PODCAST | Matt Micucci interviews Piotr Rosolowski, co–director of the film The Prince and the Dybbuk.
Director Piotr Rosolowski and Elwira Niewiera presented their film The Prince and the Dybbuk in the Venice Classics strand of the 74th Venice International Film Festival. The documentary tells the story of the marvellous, fascinating, and intense life of filmmaker and producer Michael Waszinsky. We meet Rosolowski, who talked to us about the exciting research and filming process, a journey made of online research, film archives, long lost journals, yellow telephone books, and more. He tells us, among other things, about the grey areas of the film, left there also because there would be many stories about Rosolowski that could have been told – from his great film career, to his homosexuality, to his relationship with his Jewish heritage.
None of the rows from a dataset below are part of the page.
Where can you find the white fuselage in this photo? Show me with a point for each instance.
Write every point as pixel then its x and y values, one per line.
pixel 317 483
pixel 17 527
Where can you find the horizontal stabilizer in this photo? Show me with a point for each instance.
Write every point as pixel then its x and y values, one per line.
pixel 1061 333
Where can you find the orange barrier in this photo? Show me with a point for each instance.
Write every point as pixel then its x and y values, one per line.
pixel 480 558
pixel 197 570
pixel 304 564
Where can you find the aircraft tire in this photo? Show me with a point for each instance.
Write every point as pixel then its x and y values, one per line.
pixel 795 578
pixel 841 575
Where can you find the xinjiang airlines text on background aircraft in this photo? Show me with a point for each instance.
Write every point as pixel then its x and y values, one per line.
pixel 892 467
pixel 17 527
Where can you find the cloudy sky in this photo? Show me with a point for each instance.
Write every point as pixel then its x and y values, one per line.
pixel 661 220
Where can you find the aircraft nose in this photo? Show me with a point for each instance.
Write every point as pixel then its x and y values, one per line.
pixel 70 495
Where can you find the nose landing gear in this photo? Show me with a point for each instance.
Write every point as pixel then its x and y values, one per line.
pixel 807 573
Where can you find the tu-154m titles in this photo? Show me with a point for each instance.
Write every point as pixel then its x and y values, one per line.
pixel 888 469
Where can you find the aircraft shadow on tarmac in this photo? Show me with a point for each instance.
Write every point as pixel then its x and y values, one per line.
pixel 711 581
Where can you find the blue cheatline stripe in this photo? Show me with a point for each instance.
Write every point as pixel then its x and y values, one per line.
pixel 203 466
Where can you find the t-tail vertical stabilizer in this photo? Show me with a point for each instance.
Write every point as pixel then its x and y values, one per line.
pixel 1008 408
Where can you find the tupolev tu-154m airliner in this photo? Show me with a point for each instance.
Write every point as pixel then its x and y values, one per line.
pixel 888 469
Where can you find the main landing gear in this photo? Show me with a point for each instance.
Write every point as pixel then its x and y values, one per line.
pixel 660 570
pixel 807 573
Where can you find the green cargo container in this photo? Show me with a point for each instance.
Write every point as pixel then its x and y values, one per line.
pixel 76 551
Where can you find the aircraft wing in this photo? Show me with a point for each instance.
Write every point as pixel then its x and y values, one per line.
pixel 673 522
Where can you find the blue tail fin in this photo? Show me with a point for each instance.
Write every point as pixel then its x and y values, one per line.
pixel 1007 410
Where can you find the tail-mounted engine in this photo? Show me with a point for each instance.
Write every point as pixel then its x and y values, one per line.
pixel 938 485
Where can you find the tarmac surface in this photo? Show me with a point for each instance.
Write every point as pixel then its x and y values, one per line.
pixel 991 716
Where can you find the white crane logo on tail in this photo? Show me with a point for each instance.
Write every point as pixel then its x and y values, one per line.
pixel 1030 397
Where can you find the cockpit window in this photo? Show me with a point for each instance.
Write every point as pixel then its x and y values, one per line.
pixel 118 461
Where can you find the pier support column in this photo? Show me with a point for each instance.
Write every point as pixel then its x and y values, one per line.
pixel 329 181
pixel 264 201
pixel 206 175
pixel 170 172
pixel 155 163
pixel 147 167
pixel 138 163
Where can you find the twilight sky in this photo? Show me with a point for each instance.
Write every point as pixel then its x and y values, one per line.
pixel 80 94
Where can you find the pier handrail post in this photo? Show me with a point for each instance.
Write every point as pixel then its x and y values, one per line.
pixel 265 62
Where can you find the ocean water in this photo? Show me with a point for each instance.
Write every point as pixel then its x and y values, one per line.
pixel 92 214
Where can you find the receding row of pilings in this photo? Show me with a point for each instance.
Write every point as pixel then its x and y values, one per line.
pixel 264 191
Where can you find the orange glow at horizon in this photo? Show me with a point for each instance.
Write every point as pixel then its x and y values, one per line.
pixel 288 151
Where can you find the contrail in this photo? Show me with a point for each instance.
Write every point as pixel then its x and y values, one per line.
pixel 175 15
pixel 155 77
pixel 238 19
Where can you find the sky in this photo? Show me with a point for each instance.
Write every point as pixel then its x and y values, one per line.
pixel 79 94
The Prince and the Dybbuk: Who was Moshe Waks really? A golden boy of cinema, cunning fraud or a man who constantly confused the illusion of film with reality? The son of a poor Jewish blacksmith from Ukraine, died in Italy as Prince Michael Waszinsky, Hollywood producer and exiled Polish aristocrat. He made more than 50 films including cinema hits with Sophia Loren and Claudia Cardinale. However only one film was his true obsession—Der Dibuk (The Dybbuk)—based on an old Jewish legend, the most important and mystical Yiddish film ever made, directed by Michael Waszinsky shortly before the the outbreak of the World War II. To the american magazine “Variety” Waszinsky once claimed to be fascinated with the downfall of great nations. The related imagery of pogroms and migration are the sights and images that Waszinsky had so often witnessed in his life. It seems he had achieved almost everything he could possibly have wished, but something seemed to be stalking him, leaving him permanently restless. Waszinsky kept searching for the lost print of his film Der Dibuk (The Dybbuk) which held his early memories of the jewish shtetl and his first love. What secrets did he keep hidden in this old masterpiece of Yiddish cinema?